The recording and notes from meeting #164 are now available.
From meeting notes:
We need some test images and CTL renders of those through all the renderings, and a way of comparing another implementation
There’s also the ASC StEM2 image material that could be used: https://dpel.aswf.io/asc-stem2/. Unfortunately the EXRs are in a 1.2 TB file…
I’ve been experimenting with a simple Python script which uses Colour to read images and NumPy to compare them.
Comparing renders of the four targets in my rc1 DCTL with the reference CTL I get:
still_life_709.tif:
Max difference: 0.0015564202331
7 pixels difference > 0.001
still_life_P3D65.tif:
Max difference: 0.00161745632067
177 pixels difference > 0.001
still_life_PQ2020_1000.tif:
Max difference: 0.000442512333393
0 pixels difference > 0.001
still_life_PQ2020_500.tif:
Max difference: 0.000442512333393
0 pixels difference > 0.001
synth_chart_709.tif:
Max difference: 0.00154116121121
1048 pixels difference > 0.001
synth_chart_P3D65.tif:
Max difference: 0.00309758144431
5628 pixels difference > 0.001
synth_chart_PQ2020_1000.tif:
Max difference: 0.0025329887867
1568 pixels difference > 0.001
synth_chart_PQ2020_500.tif:
Max difference: 0.00170901417732
210 pixels difference > 0.001
So most of the maximum differences are between one and two 10-bit code values.

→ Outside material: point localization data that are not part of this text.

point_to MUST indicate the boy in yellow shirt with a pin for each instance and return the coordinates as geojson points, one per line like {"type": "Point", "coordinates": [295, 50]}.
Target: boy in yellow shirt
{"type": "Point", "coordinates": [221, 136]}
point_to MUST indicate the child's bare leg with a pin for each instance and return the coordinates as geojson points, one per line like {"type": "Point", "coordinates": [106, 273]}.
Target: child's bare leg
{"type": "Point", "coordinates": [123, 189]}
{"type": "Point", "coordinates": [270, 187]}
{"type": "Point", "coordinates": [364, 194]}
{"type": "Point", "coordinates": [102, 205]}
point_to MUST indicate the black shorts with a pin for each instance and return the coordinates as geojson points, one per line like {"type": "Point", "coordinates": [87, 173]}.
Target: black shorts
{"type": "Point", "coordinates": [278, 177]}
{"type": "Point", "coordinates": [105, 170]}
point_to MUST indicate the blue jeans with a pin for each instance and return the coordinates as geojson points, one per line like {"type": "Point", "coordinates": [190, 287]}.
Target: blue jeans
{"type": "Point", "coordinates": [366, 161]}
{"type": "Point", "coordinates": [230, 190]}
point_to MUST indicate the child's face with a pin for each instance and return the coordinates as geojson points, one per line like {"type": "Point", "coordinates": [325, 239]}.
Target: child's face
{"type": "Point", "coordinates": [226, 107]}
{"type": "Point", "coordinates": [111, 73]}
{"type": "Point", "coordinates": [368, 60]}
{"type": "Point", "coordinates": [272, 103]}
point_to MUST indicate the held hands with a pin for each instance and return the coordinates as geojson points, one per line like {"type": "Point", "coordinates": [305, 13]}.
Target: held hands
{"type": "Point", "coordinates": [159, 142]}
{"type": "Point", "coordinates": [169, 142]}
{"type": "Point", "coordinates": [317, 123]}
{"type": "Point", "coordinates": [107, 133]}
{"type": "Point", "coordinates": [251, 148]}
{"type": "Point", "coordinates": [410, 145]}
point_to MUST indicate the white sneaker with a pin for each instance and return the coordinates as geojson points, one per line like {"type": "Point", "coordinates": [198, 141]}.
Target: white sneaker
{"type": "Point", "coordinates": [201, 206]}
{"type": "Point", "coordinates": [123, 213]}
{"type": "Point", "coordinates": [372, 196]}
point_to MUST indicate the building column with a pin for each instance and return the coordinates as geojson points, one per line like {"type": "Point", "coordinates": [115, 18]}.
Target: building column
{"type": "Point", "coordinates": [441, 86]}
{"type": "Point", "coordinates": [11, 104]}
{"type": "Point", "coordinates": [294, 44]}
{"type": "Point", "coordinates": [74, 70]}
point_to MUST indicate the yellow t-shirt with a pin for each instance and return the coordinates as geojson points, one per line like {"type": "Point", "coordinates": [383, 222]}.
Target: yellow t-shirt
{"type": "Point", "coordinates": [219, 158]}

The extreme values contained in the synthetic chart push the maximum difference to three 10-bit code values. I need to investigate further to see which inputs create these largest differences, so we can consider a less extreme test chart, which will enable us to set a smaller threshold.
I also made a modified version of the CLF oiiotool
based comparison script, which people who don’t have Colour installed but do have OpenImageIO can try.
Both these scripts only compare TIFF files for the forward transforms using an absolute difference. I haven’t yet done versions for inverse transforms, which probably need to be relative comparisons of EXR images, like the original CLF script which could perhaps just be run unmodified. Or we look at round trips of synthetic images such as those described by @KevinJW during the meeting, which include dense coverage of the display cube surfaces and less dense coverage of the interior.